The horse waited patiently, as if for a command. Zoe moved her hand along its shoulders and neck, failing to reach the poll between its ears, so tall was the horse. Though the horse pricked up its ears at her gentle lunge, and clouds of mist spiralled from its muzzle.
‘So black against the snow! You are beautiful!’ Zoe said. ‘Beautiful!’
She moved to the front of the horse. Its nostrils were terrifying, flaring black holes releasing snorts of steam. It was like a creature from the origins of the universe. The horse turned its head slightly away from her, so that its eye, regarding her steadily, was like a polished black obsidian mirror in which she could see herself distorted: a small thing, swathed in a single blanket, looking up with hope and wonder. The horse tossed its head and shook its crimson plume, and began to chew again on its bit. Zoe tried to blow gently into its nostrils but it shook its plume at her again. She took it as a sign that he didn’t like her approach from the front.
Instead she walked around the patient animal to examine the sledge it was pulling. It was a simple construction: a heavily built wooden frame with giant steel runners to glide over the snow. The seat was comfortably upholstered with smart, plush black leather with a velvet trim. Though the seat was large enough to take two or more passengers, there didn’t seem to be a special bench for the driver. The studded leather reins lay coiled across the front of the sledge as if waiting for someone to take them.
Zoe thought to try the seat. She lifted a foot to climb onto the step-board but found it way too high for her. She jumped back with a tiny exclamation of surprise. The step-board was now level with the top of her head and the horse and sledge also appeared to have expanded. Now it was terrifying, enormous, and she felt like a small child looking up at the beast. What’s more, the instant she moved backwards the horse, as if flicked by an unseen crop, tossed its head and trotted onwards.
‘Hey!’ Zoe shouted after the horse. ‘Hey!’
But the stallion was already away and moving on through the gently falling flakes of snow at a steady clip, its bells shivering in a percussion of admonition. Zoe watched it go. The horse and its empty sledge rounded the curve of the road and disappeared behind a dark row of snow-burdened firs.
Zoe waited until its sound diminished and silence returned. She looked up and down the street. Then she returned to the hotel, and to the room where Jake was still sleeping.
She sat on the bed watching the gentle rise and fall of his chest as he slept on. She reached out and held his hand, half-hoping that he would wake, half-hoping that he would not. She decided to leave it to the Fates. If he woke she would tell him about the horse outside. If not, she wouldn’t. She had to ask herself why she was not allowing herself to tell him about some of the events that were happening around them. Why she was staying quiet about these things was also a mystery to her. It was as if some primal part of her was terrified that no event in this place could be good for them. She felt—irrationally but with a conviction that came from deep in her bones—that with each new development, something was trying to insert itself between them. Only absolute stasis would leave them alone.

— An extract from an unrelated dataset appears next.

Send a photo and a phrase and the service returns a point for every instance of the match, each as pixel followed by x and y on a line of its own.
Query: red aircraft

She held on to his hand. One of the first things she had noticed about him when they met was his hands. They were large and manly, but also elegant and descriptive. He used them a great deal in conversation. She wanted to be able to hold his hand for ever.
She fell asleep beside him.
12
The following evening the power failed again. They were in the lobby of the hotel when the lights flickered and went out. The lights went out over the entire village.